Alaan reports its platform has eliminated over 1.5 million hours of manual financial work for client organizations, a figure expected to grow as automation capabilities expand.
Financial Performance and Market Position
Since launching in 2022, Alaan has processed more than 2.5 million transactions for over 1,500 finance teams across major regional enterprises including G42, Careem, Tabby, and Lulu Group. The company has achieved profitability, generating $10 million in revenue while spending $5 million in operational costs.
Notable investors in the Series A round include founders from unicorn companies such as Hosam Arab from Tabby and Mudassir Sheikha from Careem, alongside participation from Y Combinator, 468 Capital, and Pioneer Fund.
GV Ravishankar, Managing Director at Peak XV, noted the company’s market position: “The category has demonstrated strong product-market fit in the MENA region, and Alaan stands out as the category leader.”

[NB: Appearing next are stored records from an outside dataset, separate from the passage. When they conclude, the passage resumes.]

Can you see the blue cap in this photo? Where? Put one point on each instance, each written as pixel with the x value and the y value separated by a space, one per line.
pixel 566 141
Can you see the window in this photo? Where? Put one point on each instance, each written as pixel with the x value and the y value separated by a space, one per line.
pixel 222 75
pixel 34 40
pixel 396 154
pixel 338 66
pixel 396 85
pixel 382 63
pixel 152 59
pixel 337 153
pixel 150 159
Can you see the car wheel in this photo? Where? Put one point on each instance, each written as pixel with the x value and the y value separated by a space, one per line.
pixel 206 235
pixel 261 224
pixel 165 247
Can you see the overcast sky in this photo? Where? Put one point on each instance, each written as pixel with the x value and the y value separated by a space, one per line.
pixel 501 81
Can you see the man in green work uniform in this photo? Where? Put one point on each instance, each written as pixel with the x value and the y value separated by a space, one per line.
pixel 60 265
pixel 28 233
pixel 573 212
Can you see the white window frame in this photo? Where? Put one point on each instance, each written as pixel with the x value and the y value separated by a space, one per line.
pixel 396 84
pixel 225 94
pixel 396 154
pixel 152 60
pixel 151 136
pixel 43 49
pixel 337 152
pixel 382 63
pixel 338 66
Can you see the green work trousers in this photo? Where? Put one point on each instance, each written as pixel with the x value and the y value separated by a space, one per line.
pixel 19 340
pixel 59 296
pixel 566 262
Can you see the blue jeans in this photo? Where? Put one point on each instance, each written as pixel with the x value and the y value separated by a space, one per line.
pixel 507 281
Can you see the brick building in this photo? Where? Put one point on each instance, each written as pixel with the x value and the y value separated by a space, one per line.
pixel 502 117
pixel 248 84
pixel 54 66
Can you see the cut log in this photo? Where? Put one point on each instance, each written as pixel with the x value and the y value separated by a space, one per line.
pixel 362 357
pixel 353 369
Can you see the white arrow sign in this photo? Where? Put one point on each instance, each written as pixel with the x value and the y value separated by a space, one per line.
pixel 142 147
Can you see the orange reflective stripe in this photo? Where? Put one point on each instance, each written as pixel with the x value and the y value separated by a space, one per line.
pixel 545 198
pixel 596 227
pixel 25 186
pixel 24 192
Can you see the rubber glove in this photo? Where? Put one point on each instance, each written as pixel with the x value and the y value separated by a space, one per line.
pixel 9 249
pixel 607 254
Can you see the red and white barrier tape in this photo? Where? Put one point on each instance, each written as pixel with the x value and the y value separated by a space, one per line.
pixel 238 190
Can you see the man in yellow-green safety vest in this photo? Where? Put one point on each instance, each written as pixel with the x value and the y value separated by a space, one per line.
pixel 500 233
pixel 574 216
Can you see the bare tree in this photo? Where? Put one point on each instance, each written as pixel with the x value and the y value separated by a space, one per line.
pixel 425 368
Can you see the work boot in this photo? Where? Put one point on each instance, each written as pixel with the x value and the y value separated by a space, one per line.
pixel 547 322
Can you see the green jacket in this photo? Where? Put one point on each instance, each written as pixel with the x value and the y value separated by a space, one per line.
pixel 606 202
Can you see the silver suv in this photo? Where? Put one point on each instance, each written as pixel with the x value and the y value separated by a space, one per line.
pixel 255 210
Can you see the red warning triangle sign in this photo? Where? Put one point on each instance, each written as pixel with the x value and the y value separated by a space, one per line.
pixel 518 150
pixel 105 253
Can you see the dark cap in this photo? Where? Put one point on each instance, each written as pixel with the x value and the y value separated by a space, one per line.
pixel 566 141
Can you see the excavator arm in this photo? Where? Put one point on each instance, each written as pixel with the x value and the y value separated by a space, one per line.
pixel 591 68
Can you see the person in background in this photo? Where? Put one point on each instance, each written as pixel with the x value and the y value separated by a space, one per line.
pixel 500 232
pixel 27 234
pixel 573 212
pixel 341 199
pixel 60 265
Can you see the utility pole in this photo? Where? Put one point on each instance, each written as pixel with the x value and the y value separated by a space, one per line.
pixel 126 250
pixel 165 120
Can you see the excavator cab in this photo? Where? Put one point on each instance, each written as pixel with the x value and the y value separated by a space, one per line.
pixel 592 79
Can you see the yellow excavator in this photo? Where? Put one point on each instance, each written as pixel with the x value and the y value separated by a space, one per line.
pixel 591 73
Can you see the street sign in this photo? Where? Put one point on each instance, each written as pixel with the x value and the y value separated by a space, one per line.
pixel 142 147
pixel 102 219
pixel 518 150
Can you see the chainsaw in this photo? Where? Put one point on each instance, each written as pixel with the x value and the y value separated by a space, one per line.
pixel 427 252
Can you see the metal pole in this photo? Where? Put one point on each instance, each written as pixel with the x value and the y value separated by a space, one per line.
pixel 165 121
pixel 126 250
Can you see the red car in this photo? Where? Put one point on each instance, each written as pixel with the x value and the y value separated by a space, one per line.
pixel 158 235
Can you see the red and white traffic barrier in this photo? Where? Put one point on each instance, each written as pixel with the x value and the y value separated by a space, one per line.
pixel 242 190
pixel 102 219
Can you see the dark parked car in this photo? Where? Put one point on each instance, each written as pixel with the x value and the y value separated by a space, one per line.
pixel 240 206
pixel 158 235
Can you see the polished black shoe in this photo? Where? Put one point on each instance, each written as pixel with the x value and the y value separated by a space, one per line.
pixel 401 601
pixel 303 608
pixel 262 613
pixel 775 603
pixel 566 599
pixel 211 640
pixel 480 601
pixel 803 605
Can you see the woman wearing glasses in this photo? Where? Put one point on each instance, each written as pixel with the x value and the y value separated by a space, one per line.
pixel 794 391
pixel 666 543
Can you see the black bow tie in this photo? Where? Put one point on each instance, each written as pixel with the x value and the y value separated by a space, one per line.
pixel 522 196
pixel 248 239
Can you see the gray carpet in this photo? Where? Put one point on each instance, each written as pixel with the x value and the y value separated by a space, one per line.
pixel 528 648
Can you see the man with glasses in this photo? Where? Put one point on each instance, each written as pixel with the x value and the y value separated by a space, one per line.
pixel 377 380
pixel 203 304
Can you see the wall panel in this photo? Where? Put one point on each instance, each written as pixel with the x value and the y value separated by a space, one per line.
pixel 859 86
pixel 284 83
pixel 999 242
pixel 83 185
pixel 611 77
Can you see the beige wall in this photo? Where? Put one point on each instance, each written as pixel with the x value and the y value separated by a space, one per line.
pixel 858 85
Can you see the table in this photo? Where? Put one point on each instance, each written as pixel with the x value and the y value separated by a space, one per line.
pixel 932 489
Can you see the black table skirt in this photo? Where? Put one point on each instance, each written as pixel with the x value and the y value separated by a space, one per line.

Regional Expansion and Growth Trajectory
Following its Saudi Arabian launch earlier this year, Alaan reports month-over-month doubling of transaction volumes for six consecutive months. The Series A funding will support expanded hiring across sales, customer success, and compliance functions while accelerating AI-driven automation development.
The funding round represents one of the largest Series A investments for MENA fintech companies, though it remains below the $110 million raised by Saudi buy-now-pay-later platform Tamara in previous years.
When questioned about comparisons to rapidly growing US competitor Ramp, Parthi Duraisamy emphasized fundamental business metrics over market positioning, citing capital efficiency, revenue generation, and go-to-market execution as primary factors in investor decision-making rather than external market dynamics.